## Scikit-Learn Hyperparameter Tuning
### Using local data (data was created from preprocessor script)

## Install fedml-azure package

In [1]:
pip install fedml-azure --force-reinstall

Processing ./fedml_azure-1.0.0-py3-none-any.whl
Collecting hdbcli
  Using cached hdbcli-2.10.13-cp34-abi3-manylinux1_x86_64.whl (11.7 MB)
Installing collected packages: hdbcli, fedml-azure
  Attempting uninstall: hdbcli
    Found existing installation: hdbcli 2.10.13
    Uninstalling hdbcli-2.10.13:
      Successfully uninstalled hdbcli-2.10.13
  Attempting uninstall: fedml-azure
    Found existing installation: fedml-azure 1.0.0
    Uninstalling fedml-azure-1.0.0:
      Successfully uninstalled fedml-azure-1.0.0
Successfully installed fedml-azure-1.0.0 hdbcli-2.10.13
Note: you may need to restart the kernel to use updated packages.


## Import the libraries needed in this notebook

In [2]:
from fedml_azure import DwcAzureTrain

## Set up
### Creating a Training object and setting the workspace, compute target, and environment.

Before running the below cell, ensure that you have a workspace and replace the subscription_id, 
resource_group, and workspace_name with your information.

The fedml-azure pip package must be passed to the pip_packages key in the environment_args and 
to use scikit-learn, you must pass the name to conda_packages as well.

In [3]:
#creation of training object and creating workspace in constructor.

training = DwcAzureTrain(
                        workspace_args={"subscription_id": '<subscription_id>',
                                        "resource_group": '<resource_group>',
                                        "workspace_name": '<workspace_name>'
                                        },
                        experiment_args={'name':'test-2'},
                        environment_type='CondaPackageEnvironment',
                        environment_args={'name':'test-env-hyper','conda_packages':['scikit-learn'],'pip_packages':['fedml-azure']},
                        compute_type='AmlComputeCluster',
                        compute_args={'vm_size':'Standard_D12_v2',
                            'vm_priority':'lowpriority',
                            'compute_name':'cpu-clu-hyper',
                            'min_nodes':0,
                            'max_nodes':1,
                            'idle_seconds_before_scaledown':1700
                            })


Getting existing Workspace
Creating Experiment
Creating Compute_target
Found compute target. just use it. cpu-clu-hyper
Creating Environment


### Then, we need to generate the run config. This is needed to package the configuration specified so we can submit a job for training. 

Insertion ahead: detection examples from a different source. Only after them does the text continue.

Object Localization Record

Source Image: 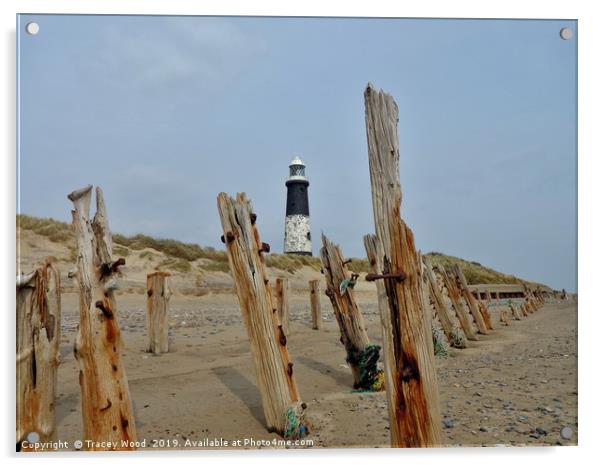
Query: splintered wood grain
[320,234,370,388]
[437,265,479,341]
[146,272,171,354]
[68,186,136,450]
[16,262,61,451]
[364,85,441,447]
[217,193,299,435]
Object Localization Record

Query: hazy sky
[18,15,577,291]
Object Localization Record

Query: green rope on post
[358,345,384,392]
[431,325,449,358]
[284,403,308,440]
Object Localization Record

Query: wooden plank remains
[68,186,136,450]
[16,261,61,451]
[450,264,489,335]
[217,193,307,438]
[437,264,479,341]
[309,280,322,330]
[146,271,171,354]
[364,85,441,447]
[423,257,466,348]
[320,234,381,390]
[274,278,291,337]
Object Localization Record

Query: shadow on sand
[295,356,346,388]
[212,367,267,426]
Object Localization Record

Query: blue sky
[18,15,577,290]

Before running the following cell, you should have a config.json file with the specified values to allow you to access to DWC. Provide this file path to config_file_path in the below cell.

In this example, we are using local data for training.
Before running this cell, please make sure to have run the Data Preprocessor model example. That model will download an output directory containing the preprocessed_data.csv and labels.csv files used for this model.

Make sure to specify the correct output directory in the next cell before running it for the preprocessed_file_name and labels_file_name arguments.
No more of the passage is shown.